Scribbled in secret after endless days, sleepless nights and missed weekends, Adam Kay’s “This is Going to Hurt” provides a no-holds-barred account of his time on the NHS front line. Hilarious, horrifying and heartbreaking, this diary is everything you wanted to know – and more than a few things you didn’t – about life on and off the hospital ward.
*****
What can I say?
As someone who has had her fair share of illness and hospital visits, I felt like I have come to know the inner workings of a hospital and its staff. What a fool I was. Adam’s no-nonsense, no sugar-coating explanation of his time as a doctor is scary, funny, stressful, heart-warming and heart-breaking.
Medical books are ten a penny at the moment, and yet I feel that Adam is the go-to-man for titbits on working in a hospital. His diary entries are endlessly fascinating, and you realise he has seen some shit. But the thing that stayed with me is not necessarily what happened in the hospital, but how it affected his life outside of it. Most people go to work, get through their work day, clock off and go home, forgetting about work until the next day.

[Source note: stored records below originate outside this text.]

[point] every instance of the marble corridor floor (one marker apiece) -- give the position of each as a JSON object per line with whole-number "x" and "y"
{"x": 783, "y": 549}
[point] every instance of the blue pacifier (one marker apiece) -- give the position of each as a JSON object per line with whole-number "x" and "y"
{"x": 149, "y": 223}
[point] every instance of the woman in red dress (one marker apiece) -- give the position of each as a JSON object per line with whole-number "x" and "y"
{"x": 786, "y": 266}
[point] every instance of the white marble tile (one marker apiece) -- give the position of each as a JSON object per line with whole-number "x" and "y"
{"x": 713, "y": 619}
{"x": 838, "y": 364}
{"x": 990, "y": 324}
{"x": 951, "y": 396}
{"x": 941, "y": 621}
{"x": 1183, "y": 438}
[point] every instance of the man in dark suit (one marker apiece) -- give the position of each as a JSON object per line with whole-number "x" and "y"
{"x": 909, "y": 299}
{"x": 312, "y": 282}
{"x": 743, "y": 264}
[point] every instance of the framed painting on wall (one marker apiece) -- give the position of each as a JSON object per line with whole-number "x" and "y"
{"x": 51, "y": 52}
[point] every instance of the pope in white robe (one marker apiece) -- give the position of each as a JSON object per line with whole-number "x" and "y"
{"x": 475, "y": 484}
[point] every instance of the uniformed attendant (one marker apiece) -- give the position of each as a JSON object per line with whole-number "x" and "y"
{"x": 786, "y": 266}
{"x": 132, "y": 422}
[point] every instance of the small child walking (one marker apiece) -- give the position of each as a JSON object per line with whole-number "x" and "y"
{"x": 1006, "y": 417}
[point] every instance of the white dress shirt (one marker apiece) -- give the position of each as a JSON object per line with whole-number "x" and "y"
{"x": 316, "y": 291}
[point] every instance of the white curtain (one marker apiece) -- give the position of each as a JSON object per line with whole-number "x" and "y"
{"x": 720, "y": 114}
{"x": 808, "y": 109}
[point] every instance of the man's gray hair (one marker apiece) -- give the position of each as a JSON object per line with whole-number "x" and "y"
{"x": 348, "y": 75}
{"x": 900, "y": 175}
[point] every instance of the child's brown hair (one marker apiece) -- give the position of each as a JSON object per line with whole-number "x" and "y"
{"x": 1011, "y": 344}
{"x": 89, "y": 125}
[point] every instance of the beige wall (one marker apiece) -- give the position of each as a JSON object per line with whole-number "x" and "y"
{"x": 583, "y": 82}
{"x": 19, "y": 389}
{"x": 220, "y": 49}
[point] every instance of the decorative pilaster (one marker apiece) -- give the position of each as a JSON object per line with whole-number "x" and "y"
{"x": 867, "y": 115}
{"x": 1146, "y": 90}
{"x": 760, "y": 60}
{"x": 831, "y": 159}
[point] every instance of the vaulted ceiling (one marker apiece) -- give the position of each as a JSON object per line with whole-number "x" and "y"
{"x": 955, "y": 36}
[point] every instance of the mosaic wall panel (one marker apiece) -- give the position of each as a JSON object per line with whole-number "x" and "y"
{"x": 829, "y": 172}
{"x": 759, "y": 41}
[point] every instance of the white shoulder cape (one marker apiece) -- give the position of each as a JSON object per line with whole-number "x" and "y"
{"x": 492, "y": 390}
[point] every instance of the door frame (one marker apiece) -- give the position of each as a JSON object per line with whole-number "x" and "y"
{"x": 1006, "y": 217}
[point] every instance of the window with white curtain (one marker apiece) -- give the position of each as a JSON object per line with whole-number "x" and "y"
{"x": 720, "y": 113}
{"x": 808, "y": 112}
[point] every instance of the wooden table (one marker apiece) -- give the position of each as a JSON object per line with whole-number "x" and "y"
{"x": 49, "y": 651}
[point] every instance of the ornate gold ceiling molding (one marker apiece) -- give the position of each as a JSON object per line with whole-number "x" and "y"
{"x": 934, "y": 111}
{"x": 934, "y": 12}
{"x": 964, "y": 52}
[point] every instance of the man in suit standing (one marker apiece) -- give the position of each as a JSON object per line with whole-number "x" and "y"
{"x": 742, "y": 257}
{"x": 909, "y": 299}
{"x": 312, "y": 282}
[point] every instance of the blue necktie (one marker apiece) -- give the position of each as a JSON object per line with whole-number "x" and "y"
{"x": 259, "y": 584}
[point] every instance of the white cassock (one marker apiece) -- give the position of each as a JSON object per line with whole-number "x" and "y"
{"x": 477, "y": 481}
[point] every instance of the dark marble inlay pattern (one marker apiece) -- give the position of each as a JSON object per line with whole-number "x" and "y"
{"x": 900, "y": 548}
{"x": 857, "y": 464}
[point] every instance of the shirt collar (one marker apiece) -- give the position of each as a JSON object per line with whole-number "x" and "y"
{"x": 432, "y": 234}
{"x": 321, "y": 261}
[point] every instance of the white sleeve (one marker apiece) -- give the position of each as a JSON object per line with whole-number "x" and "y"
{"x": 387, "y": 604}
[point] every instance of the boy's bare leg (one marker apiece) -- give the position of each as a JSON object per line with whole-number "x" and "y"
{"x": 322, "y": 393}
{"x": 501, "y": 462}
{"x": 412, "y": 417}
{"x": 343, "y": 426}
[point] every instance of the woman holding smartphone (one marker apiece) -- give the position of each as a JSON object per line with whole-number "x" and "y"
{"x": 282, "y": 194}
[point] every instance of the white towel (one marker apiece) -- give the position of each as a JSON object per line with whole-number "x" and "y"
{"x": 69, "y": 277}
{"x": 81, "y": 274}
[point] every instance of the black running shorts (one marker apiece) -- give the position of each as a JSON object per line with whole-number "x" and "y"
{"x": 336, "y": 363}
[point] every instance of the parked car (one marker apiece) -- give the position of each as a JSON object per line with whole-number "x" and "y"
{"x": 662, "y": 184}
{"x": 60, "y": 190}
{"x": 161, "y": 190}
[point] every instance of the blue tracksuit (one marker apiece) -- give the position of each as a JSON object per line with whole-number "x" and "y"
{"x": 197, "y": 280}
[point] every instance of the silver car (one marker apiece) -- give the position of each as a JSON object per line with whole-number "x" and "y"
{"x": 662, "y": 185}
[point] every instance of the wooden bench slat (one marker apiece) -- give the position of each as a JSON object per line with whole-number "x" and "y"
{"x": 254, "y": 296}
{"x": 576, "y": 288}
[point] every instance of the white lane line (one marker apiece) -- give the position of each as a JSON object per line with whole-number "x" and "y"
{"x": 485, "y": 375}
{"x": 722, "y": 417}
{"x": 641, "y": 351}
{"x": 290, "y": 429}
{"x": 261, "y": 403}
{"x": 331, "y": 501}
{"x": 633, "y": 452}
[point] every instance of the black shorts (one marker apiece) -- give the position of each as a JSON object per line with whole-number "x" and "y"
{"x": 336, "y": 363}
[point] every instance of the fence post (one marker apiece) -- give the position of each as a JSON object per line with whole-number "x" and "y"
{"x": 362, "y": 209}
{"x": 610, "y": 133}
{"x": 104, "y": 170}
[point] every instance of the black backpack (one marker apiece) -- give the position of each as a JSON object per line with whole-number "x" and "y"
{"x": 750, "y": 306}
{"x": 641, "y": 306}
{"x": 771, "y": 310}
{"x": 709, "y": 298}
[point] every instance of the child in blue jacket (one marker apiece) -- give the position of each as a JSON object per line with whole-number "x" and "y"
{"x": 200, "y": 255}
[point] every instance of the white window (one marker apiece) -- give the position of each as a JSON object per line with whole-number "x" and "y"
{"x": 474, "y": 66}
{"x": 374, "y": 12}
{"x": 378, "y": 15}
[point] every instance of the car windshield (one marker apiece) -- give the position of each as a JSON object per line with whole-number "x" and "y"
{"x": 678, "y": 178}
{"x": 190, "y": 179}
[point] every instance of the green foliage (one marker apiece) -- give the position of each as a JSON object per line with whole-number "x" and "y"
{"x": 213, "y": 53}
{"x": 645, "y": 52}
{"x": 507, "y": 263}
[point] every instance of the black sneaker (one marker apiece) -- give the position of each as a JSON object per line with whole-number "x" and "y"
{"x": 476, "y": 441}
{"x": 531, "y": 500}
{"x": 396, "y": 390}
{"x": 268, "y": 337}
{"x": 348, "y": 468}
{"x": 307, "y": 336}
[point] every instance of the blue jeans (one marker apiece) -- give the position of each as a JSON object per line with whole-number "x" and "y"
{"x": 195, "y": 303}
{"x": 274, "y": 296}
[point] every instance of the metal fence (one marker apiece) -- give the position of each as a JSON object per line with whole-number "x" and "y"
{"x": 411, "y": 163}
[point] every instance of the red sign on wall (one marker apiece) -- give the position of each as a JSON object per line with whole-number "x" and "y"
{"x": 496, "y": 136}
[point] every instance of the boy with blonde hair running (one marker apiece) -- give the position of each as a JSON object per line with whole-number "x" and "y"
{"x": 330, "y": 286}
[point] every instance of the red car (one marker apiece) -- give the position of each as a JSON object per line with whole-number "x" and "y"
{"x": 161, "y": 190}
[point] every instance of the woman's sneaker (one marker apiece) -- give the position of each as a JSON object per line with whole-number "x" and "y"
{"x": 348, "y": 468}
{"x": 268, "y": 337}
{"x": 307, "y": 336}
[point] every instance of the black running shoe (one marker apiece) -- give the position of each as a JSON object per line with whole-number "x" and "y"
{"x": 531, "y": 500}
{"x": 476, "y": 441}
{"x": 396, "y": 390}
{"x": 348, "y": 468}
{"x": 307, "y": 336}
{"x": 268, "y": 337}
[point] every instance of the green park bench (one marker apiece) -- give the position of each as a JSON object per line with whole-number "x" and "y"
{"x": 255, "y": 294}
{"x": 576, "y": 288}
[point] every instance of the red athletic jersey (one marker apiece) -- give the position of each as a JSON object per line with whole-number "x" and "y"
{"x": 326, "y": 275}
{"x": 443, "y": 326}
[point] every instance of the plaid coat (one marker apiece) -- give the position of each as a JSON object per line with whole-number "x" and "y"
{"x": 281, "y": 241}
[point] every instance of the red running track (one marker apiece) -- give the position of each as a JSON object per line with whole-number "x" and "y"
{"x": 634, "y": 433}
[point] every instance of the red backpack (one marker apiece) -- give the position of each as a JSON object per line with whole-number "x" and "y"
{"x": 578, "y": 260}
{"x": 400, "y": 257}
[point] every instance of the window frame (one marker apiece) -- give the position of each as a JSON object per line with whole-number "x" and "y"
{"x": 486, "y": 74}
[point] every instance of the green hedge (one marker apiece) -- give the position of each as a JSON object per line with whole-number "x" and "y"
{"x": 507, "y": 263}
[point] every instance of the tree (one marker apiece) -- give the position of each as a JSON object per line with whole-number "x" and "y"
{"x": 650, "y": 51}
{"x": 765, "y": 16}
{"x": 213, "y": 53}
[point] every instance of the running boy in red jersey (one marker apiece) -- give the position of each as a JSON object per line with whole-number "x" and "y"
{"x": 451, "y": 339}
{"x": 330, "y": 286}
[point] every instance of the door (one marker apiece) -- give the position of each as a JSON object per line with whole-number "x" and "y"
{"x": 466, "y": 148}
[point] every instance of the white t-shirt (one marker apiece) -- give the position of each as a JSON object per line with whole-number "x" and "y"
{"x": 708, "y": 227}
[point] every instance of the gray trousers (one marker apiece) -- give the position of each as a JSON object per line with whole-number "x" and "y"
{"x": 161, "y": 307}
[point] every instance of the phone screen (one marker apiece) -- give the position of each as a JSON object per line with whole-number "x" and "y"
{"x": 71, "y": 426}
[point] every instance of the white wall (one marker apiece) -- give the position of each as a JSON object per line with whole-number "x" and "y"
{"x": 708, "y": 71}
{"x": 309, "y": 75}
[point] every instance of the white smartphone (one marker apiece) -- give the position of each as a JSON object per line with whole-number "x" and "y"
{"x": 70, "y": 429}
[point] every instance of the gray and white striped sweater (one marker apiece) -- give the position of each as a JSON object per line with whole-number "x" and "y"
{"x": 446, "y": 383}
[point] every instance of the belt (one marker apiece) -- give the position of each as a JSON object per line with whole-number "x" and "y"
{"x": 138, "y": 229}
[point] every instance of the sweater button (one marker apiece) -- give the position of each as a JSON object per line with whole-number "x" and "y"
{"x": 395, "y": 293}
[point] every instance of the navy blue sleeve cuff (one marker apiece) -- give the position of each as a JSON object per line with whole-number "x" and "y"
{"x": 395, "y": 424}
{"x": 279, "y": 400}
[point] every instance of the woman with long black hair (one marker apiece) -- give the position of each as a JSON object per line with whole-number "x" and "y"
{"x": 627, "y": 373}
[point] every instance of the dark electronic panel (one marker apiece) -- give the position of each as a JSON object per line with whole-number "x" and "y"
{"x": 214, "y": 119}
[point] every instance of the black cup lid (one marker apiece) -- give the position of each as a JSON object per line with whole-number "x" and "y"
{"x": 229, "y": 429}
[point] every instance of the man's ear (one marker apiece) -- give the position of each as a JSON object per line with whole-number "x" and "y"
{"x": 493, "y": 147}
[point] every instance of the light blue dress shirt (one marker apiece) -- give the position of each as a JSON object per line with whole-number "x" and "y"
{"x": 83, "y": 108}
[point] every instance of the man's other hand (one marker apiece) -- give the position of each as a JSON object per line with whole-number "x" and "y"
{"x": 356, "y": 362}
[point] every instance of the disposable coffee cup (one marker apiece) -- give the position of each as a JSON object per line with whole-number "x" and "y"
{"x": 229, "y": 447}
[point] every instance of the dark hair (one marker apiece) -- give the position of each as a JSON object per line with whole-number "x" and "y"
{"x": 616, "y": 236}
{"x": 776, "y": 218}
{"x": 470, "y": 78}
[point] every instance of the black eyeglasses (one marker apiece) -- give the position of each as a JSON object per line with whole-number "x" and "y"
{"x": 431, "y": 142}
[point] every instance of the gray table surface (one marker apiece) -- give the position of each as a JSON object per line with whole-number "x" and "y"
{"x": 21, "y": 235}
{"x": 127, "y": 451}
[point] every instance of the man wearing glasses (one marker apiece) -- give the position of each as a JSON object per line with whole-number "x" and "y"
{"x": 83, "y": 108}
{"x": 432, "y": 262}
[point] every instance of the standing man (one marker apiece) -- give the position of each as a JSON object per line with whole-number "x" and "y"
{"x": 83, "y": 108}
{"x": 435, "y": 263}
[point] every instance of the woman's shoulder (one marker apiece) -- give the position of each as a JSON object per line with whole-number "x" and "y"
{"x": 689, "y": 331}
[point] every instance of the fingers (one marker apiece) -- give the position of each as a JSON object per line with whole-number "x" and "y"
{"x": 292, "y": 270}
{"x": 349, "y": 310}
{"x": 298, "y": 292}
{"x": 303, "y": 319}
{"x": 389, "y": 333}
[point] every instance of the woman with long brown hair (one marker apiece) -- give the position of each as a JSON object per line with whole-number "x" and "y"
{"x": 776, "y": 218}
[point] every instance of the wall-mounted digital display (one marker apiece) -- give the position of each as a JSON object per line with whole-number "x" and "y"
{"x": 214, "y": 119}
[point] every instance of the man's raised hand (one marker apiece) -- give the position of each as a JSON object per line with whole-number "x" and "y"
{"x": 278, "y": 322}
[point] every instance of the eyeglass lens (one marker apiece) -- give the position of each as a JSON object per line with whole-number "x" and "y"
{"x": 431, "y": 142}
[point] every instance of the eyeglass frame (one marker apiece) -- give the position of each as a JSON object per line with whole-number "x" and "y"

And yet doctors and nurses, after a 14 hour shift, often with no rest or breaks, will go home absolutely drained. That may have been the day they had to certify a death, the day they had to get a baby out of a dying woman, the day they held the hand of a dying child. You can’t just switch this off and mark the end of the office day with a cup of tea and forget about it until the next morning. Being a doctor or a nurse is more than that, and it consumes both your professional and your personal existence.
And anything who thinks that NHS workers are anything other than angels sent to care for us, are frankly, arseholes.